Ich bin ein höflicher Mensch. Da können Sie wirklich jeden Fragen. Ob man meine Macken und Eigenarten charmant oder schrecklich findet, darüber kann man streiten. Über meine guten Umgangsformen aber nicht. Dachte ich, bis mir mein Nachbar Paul vorwarf, dass meine vermeintliche Höflichkeit an Dummheit nicht zu überbieten ist. Ich sehe das anders.
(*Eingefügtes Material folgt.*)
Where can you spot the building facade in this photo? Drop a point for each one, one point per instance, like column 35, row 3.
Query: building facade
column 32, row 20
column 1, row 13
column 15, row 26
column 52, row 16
Was würden Sie denn denken, wenn Sie Samstagmorgen bei strahlendem Sonnenschein, zwei älter Damen vor der Haustüre antreffen, die konzentriert die Namen der Klingelschilder betrachten? Dass sie einen Raubüberfall planen? Dass sie gleich zu randalieren beginnen und das Treppenhaus zerlegen? Vermutlich nicht. Und genau deshalb habe ich die beiden Frauen auch ins Haus gelassen ohne mich nach dem Grund zu erkundigen. Wenn man halbwegs höflich ist, dann hält man anderen die Türe auf, auch wenn man sie nicht persönlich kennt. Und auch was meine angebliche Dummheit betrifft liegt Paul falsch. Nachdem die beiden reizenden Damen mich nämlich ohne Einleitung fragten ob ich glücklich bin (Antwort ja) und ob ich an Gott glaube (Antwort verweigert) war ich schlau genug mich ganz schnell aus der Affaire zu ziehen.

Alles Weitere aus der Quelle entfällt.